Tuesday, December 06, 2005

Fundamentalist Christans are full of irony


A Kansas professor who was going to teach a religion studies class on creationism and intelligent design was attacked apparently because he sent an email complaining about "fundies". What happened to "love your neighbor" and "do unto others"?


Also, with the upcoming release of the Lion, the Witch, and the Wardrobe in theaters, churches are pushing the Christian message in the story. These same churches seem to hate everything to do with the Lord of the Rings (esp. the roleplaying that takes place in Tolkienesque worlds). The irony is that it is Tolkein who convinced Lewis to accept Christianity.

1 comment:

Nate said...

There's also irony in how many people think that Mirecki and others like him are wise counsel in the face of religious dogma. It sounds an awful lot like religious nuts who think that their ministers are wise counsel in the face of evolutionist dogma.
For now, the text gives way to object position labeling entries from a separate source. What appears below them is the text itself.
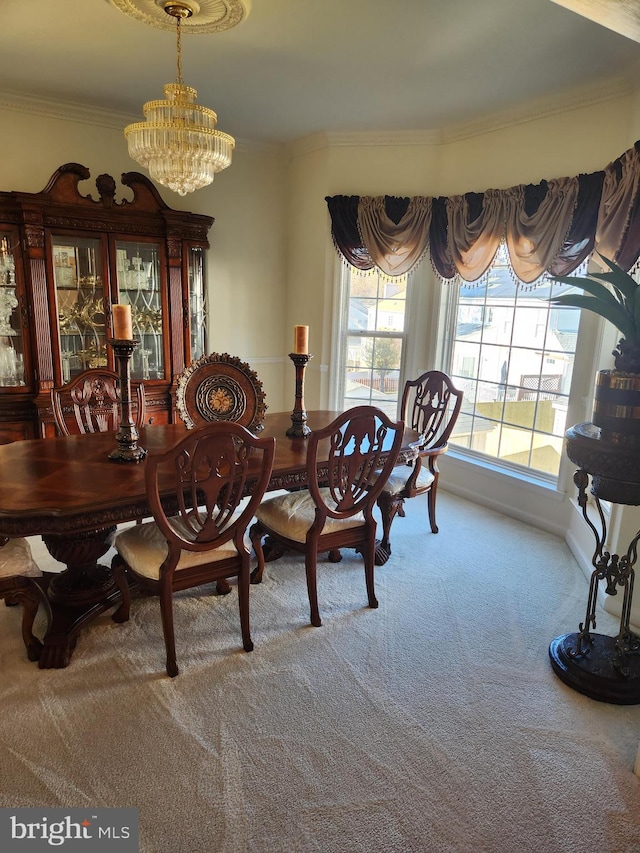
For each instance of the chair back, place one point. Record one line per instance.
(208, 472)
(363, 448)
(220, 387)
(431, 405)
(90, 403)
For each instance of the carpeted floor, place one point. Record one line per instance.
(434, 723)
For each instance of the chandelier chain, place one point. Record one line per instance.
(179, 39)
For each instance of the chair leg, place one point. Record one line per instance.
(243, 604)
(310, 565)
(369, 554)
(166, 613)
(389, 506)
(256, 533)
(431, 505)
(118, 569)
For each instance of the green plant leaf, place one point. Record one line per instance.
(621, 280)
(611, 311)
(597, 290)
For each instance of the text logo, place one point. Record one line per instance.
(36, 830)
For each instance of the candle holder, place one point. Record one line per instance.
(127, 435)
(299, 428)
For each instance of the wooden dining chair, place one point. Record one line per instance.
(430, 406)
(336, 509)
(220, 387)
(89, 403)
(18, 571)
(202, 540)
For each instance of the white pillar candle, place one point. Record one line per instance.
(122, 325)
(301, 339)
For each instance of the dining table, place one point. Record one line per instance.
(67, 490)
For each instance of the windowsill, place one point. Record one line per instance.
(499, 471)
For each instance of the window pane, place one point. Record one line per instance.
(512, 356)
(374, 339)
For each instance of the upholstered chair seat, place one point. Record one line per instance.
(292, 515)
(144, 548)
(397, 481)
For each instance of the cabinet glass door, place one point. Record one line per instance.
(80, 298)
(138, 278)
(11, 334)
(197, 305)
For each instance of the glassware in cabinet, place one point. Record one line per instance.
(139, 285)
(12, 344)
(80, 299)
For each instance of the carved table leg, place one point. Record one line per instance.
(29, 593)
(76, 596)
(602, 667)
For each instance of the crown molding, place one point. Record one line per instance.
(97, 116)
(540, 108)
(531, 111)
(318, 141)
(534, 110)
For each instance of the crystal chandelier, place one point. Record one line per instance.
(178, 143)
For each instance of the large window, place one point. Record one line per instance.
(512, 354)
(372, 339)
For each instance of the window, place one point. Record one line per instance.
(372, 338)
(512, 354)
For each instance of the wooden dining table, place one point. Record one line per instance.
(68, 491)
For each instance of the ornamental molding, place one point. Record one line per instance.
(565, 102)
(70, 111)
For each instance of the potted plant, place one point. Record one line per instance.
(614, 295)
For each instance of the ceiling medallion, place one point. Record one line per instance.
(207, 16)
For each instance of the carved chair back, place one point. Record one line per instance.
(204, 541)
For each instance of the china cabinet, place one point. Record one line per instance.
(65, 260)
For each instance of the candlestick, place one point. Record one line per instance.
(122, 325)
(301, 339)
(127, 435)
(299, 426)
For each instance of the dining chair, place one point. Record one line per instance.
(220, 387)
(201, 539)
(430, 406)
(89, 403)
(18, 571)
(336, 509)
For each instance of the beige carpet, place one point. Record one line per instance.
(432, 724)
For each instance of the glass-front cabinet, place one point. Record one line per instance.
(13, 332)
(81, 304)
(65, 260)
(139, 284)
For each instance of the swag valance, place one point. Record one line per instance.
(551, 227)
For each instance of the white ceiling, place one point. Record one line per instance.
(296, 67)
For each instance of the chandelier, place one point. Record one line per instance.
(178, 143)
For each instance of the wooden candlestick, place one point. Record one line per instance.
(127, 435)
(299, 426)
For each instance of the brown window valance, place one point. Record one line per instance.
(552, 226)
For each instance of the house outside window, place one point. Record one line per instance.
(512, 353)
(372, 338)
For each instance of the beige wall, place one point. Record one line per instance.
(272, 264)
re Role playing and fundamentalists:

Overall, fundamentalists like Tolkein's work because they see it as good, clean fiction where Good triumphs over Evil. The main problem fundamentalists have with the Tolkienesque worlds is not the Tolkein parts, elves and dwarves and wizards and such, but rather other things they liken to occultic or satanic symbolism. I won't defned that position, but it's the major one they have.

While there would be irony in selectively picking on only one of Lewis or Tolkien-- more specically Narnia and Middle-Earth--- for reasons other than personal taste in reading, there is no irony at all in liking Lewis while dislikng things Tolkienesque because of disliking the esque.